In speaking with small business IT professionals, one of the key factors for hesitancy around deploying virtualization arises from what is described as “don’t put your eggs in one basket.”
I can see where this concern arises. Virtualization allows for many guest operating systems to be contained in a single physical system which, in the event of a hardware failure, causes all guest systems residing on it to fail together, all at once. This sounds bad, but perhaps it is not as bad as we would first presume.
The idea of the eggs and baskets idiom is that we should not put all of our resources at risk at the same time. This is generally applied to investing, encouraging investors to diversify and invest in many different companies and types of securities like bonds, stocks, funds and commodities. In the case of eggs (or money) we are talking about an interchangeable commodity. One egg is as good as another. A set of eggs are naturally redundant.
If we have a dozen eggs and we break six, we can still make an omelette, maybe a smaller one, but we can still eat. Eating a smaller omelette is likely to be nearly as satisfying as a larger one – we are not going hungry in any case. Putting our already redundant eggs into multiple baskets allows us to hedge our bets. Yes, carrying two baskets means that we have less time to pay attention to either one so it increases the risk of losing some of the eggs but reduces the chances of losing all of the eggs. In the case of eggs, a wise proposition indeed. Likewise, a smart way to prepare for your retirement.
This theory, because it is repeated as an idiom without careful analysis or proper understanding, is then applied to unrelated areas such as server virtualization. Servers, however, are not like eggs. Servers, especially in smaller businesses, are rarely interchangeable commodities where having six working, instead of the usual twelve, is good enough. Typically servers each play a unique role and all are relatively critical to the functioning of the business. If a server is not critical then it is unlikely to be able to justify the cost of acquiring and maintaining itself in the first place and so would probably not exist. When servers are interchangeable, such as in a large, stateless web farm or compute cluster, they are configured as such as a means to expanding capacity beyond the confines of a single, physical box and so fall outside the scope of this discussion.

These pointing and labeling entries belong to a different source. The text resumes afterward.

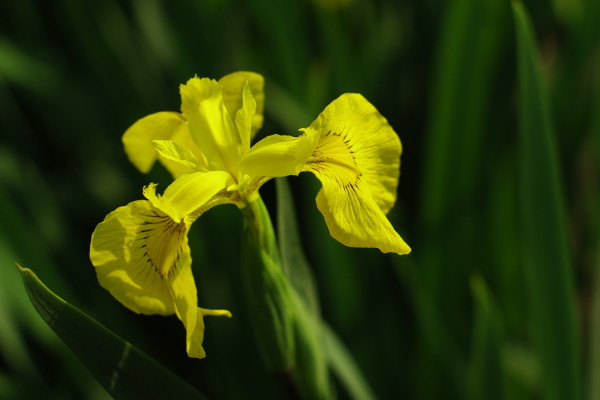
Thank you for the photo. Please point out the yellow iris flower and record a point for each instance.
(140, 251)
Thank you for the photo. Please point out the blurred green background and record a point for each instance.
(498, 298)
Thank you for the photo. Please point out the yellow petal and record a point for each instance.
(243, 118)
(357, 159)
(210, 124)
(277, 155)
(195, 337)
(233, 85)
(188, 193)
(133, 250)
(356, 140)
(137, 141)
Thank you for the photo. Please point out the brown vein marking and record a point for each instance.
(334, 158)
(166, 229)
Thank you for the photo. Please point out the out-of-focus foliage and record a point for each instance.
(462, 316)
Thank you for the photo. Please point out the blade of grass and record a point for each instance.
(484, 377)
(593, 383)
(545, 250)
(123, 370)
(299, 274)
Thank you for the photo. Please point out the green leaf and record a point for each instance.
(122, 369)
(544, 236)
(344, 366)
(484, 377)
(308, 320)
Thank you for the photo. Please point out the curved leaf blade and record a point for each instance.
(545, 247)
(122, 369)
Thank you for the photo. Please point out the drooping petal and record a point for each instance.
(137, 141)
(233, 84)
(183, 290)
(210, 124)
(357, 159)
(243, 117)
(188, 193)
(133, 250)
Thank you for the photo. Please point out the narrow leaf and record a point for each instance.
(545, 250)
(344, 366)
(484, 376)
(123, 370)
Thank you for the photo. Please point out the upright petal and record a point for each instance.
(188, 193)
(357, 159)
(232, 86)
(133, 250)
(137, 141)
(210, 124)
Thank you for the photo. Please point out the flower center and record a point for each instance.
(163, 243)
(333, 157)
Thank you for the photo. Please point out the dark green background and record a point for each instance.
(463, 316)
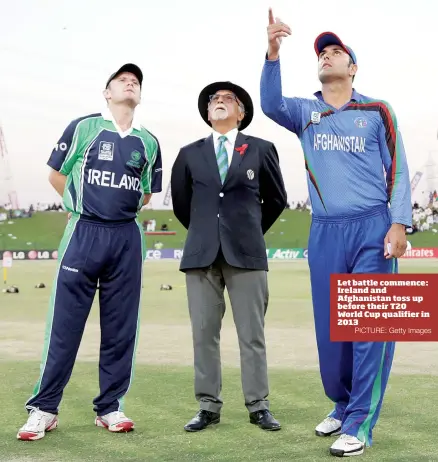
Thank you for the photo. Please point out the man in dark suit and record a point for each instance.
(227, 191)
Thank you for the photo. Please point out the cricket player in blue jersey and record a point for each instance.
(106, 167)
(359, 188)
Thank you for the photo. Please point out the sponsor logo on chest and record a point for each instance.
(331, 142)
(111, 180)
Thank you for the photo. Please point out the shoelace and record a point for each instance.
(330, 420)
(35, 418)
(351, 439)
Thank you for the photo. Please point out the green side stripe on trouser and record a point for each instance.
(134, 353)
(63, 246)
(376, 394)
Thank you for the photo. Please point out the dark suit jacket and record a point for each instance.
(232, 217)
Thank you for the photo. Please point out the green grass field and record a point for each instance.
(161, 399)
(44, 230)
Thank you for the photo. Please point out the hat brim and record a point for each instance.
(329, 38)
(129, 67)
(241, 94)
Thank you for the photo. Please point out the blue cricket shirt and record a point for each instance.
(354, 156)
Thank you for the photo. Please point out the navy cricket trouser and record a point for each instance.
(354, 374)
(91, 252)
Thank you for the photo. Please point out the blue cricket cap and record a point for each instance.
(329, 38)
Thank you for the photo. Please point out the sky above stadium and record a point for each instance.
(55, 57)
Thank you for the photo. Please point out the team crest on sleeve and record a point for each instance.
(316, 117)
(135, 159)
(106, 150)
(360, 122)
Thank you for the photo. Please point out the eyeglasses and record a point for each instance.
(228, 98)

IT services in a business are usually, at least to some degree, a “chain dependency.” That is, they are interdependent and the loss of a single service may impact other services either because they are technically interdependent (such as a line of business application being dependent on a database) or because they are workflow interdependent (such as an office worker needing the file server working in order to provide a file which he needs to edit with information from an email while discussing the changes over the phone or instant messenger.) In these cases, the loss of a single key service such as email, network authentication or file services may create a disproportionate loss of working ability. If there are ten key services and one goes down, company productivity from an IT services perspective likely drops by far more than ten percent, possibly nearing one hundred percent in extreme cases. This is not always true, in some unique cases workers are able to “work around” a lost service effectively, but this is very uncommon. Even if people can remain working, they are likely far less productive than usual.

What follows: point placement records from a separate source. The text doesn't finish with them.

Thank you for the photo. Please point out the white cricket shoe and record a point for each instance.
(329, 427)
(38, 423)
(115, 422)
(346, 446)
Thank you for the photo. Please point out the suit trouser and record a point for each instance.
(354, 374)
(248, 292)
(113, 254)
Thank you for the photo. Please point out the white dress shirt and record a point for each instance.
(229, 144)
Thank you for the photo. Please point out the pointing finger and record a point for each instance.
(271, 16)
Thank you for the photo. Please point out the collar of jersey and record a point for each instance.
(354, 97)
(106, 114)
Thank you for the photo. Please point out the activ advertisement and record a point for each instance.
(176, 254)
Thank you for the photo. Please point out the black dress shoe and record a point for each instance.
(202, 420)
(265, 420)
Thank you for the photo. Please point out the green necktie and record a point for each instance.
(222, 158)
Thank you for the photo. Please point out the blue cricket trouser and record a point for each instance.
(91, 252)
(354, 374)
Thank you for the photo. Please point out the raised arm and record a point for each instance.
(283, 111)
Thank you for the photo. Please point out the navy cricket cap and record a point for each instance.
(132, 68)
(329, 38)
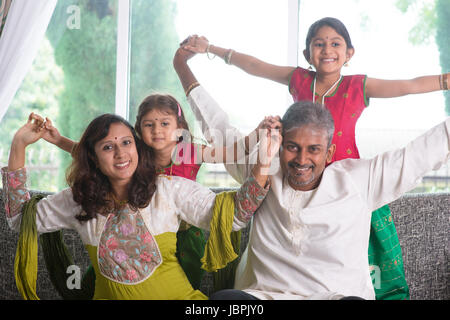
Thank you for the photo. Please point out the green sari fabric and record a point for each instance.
(385, 258)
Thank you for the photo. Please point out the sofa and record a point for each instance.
(422, 222)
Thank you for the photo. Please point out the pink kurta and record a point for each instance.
(345, 104)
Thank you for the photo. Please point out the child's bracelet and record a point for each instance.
(191, 87)
(444, 81)
(208, 52)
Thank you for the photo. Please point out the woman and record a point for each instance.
(126, 216)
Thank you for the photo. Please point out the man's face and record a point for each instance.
(304, 155)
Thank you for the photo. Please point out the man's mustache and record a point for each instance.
(295, 165)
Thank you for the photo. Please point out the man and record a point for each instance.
(310, 237)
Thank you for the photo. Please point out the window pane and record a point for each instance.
(72, 81)
(255, 27)
(381, 33)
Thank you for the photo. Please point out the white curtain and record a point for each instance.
(23, 31)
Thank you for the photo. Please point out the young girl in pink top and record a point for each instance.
(328, 49)
(161, 124)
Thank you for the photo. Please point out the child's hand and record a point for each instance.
(30, 132)
(270, 122)
(195, 44)
(183, 55)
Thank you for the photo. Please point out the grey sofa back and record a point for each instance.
(422, 222)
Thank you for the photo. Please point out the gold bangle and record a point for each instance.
(191, 87)
(228, 55)
(208, 52)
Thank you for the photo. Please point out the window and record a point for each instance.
(71, 81)
(107, 55)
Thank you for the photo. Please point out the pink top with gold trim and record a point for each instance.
(346, 105)
(185, 164)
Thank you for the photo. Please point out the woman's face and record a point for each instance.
(117, 156)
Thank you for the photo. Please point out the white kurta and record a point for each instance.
(314, 244)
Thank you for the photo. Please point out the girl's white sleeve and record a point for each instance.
(218, 131)
(54, 212)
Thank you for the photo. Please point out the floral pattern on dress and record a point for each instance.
(248, 199)
(14, 191)
(127, 252)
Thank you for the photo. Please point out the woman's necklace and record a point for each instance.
(328, 91)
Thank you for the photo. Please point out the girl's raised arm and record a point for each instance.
(377, 88)
(248, 63)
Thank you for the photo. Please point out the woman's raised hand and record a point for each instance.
(31, 131)
(195, 44)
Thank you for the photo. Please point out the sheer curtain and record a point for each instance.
(22, 33)
(4, 8)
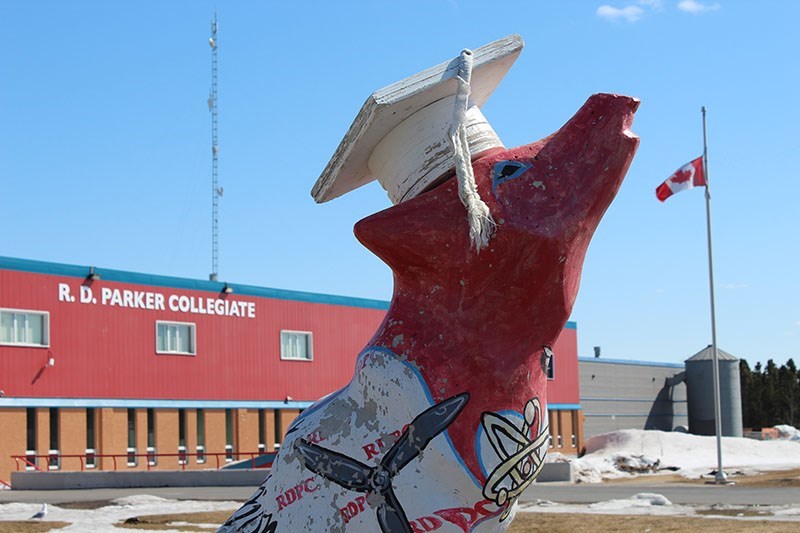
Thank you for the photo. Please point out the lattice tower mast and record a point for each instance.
(216, 190)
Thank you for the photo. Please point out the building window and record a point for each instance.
(132, 460)
(152, 459)
(26, 328)
(201, 436)
(262, 431)
(55, 455)
(91, 442)
(181, 436)
(297, 345)
(228, 435)
(278, 429)
(175, 337)
(30, 440)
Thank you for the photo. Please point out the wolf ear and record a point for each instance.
(417, 232)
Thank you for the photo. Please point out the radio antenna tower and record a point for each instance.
(216, 190)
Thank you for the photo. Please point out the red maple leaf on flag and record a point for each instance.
(683, 175)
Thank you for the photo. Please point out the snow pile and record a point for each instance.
(630, 452)
(644, 503)
(788, 432)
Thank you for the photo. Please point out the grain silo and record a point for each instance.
(700, 393)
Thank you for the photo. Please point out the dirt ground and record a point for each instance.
(524, 523)
(709, 521)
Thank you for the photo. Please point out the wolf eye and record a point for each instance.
(547, 357)
(507, 170)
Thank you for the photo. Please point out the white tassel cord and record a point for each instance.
(481, 225)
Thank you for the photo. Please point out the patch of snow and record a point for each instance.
(630, 452)
(788, 432)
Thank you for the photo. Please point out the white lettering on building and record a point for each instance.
(157, 301)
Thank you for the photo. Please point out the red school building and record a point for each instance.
(107, 369)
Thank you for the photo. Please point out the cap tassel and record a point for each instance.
(481, 225)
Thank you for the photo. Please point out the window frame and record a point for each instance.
(550, 371)
(309, 345)
(193, 335)
(45, 328)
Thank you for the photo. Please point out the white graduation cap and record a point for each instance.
(402, 136)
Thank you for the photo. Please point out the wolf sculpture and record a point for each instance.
(444, 423)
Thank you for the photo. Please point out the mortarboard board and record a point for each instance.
(400, 135)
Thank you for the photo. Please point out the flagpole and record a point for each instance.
(720, 475)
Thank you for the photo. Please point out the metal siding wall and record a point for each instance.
(623, 396)
(564, 388)
(102, 351)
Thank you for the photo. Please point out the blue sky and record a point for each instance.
(105, 146)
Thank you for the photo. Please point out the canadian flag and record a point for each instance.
(688, 176)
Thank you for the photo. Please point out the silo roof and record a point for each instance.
(707, 354)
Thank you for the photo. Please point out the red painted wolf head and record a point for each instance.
(479, 322)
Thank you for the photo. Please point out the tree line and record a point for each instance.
(770, 394)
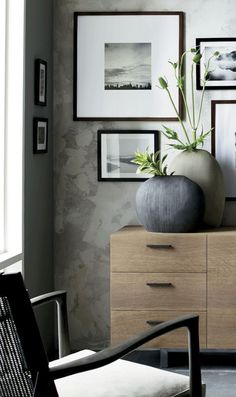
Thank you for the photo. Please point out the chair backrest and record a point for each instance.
(23, 361)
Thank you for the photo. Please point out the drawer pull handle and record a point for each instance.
(159, 284)
(154, 322)
(159, 246)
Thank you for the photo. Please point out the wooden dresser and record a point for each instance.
(159, 276)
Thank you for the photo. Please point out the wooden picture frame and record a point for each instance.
(40, 91)
(118, 57)
(40, 135)
(223, 142)
(222, 74)
(117, 147)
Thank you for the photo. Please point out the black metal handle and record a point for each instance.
(155, 284)
(159, 246)
(154, 322)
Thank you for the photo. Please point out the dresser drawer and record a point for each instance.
(184, 291)
(125, 324)
(136, 250)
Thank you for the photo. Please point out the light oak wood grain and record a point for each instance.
(221, 321)
(125, 324)
(129, 252)
(187, 292)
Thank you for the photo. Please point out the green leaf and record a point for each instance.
(197, 57)
(163, 83)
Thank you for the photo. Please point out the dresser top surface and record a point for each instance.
(130, 229)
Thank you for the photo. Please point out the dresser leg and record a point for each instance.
(163, 358)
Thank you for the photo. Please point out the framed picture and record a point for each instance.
(40, 97)
(118, 57)
(222, 72)
(40, 135)
(117, 148)
(223, 142)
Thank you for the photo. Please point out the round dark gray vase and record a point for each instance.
(170, 204)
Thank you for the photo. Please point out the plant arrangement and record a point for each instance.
(193, 115)
(151, 163)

When dealing with physical servers, each server represents its own point of failure. So if we have ten servers, we have ten times the likelihood of outage than if we had only one of those same servers. Each server that we add brings with it its own risk. If each failure has an outage factor of 2.5 – that is financially impacting the business for twenty five percent of revenue for, say, one day then our total average impact over a decade is the equivalent of two and a half total site outages. I use the concept of factors and averages here to make this easy, determining the length of an average outage or impact of an average outage is not necessary as we only need to determine relative impact in this case to compare the scenarios. It’s just a means of comparing cumulative outage financial impact of one event type compared to another without needing specific figures – this doesn’t help you determine what your spend should be, just relative reliability.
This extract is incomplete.